Tuesday, May 18, 2021

Certainty

 

Impossible

Impossible, for a plain yellow pumpkin to become a golden carriage,
Impossible, for a plain country bumpkin and a prince to join in marriage,
and four white mice will never be four white horses.
Such fol-de-rol and fiddle-dee-dee of course is
Impossible.

Do scientists ever say that something is impossible?

People crave certainty.  They want to know that an answer is 100% right, or 0% right, with nothing in between.  This appears to be true in many cases in science.  What a scientist is actually saying is not certainty, but the probability of an event occurring within known physical laws.  When scientists say that there is a 0% chance that something will fall up, they are saying that it there is 0% probability of something falling up in the domain constrained by Newton’s Law of Gravity.  They are not saying that it impossible, just that in this domain there is a zero percent probability of something falling “up”. 
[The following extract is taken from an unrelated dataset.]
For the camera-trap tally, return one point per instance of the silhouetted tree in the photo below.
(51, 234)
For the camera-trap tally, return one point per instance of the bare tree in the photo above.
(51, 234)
The problem occurs when the constraints of the domain are not well understood, it may appear to people that scientists are not certain.  The fact is that scientist are never certain.  They only state a probability of an event.  When the probability is rounded, it may appear that there is certainty, but that does not mean that there is certainty.

A coin flip is said to be fair if it is 50% heads and 50% tails.  This is because the probability of heads or tails are being rounded.  In fact, for an American nickel flipped on a flat surface, there is a 1 in 6,000 chance that the coin will end up on its edge.  The true odds are thus 49.9992% chance of heads, a 49.9992% chance of tails and a 0.0016% chance of it ending on its side.  It is common to round this to 50%/50%/0%.  Scientists are not saying that it impossible for a coin to land on its side.  They are saying that the probability is so small that it is typically ignored.  While scientists may appear to be certain, they are rounding probabilities and constrained to a known domain.  If the rounding is not ignored, and the constraints of the domain are not known, then they will not appear to be certain.  But they were never certain in the first place, it is just that non-scientists are ignoring the rounding and the knowledge of the constraints.

That is also why there is confusion about what constitutes a scientific theory.  A theory might explain 99.9999% of all cases, but since it can never explain 100% of cases it is called a theory.   A theory has been tested, explains almost all cases, but calling it a theory only acknowledges that there might be some small chance that it might not explain everything, is impossible.  After all the only certainty is death and taxes, not science.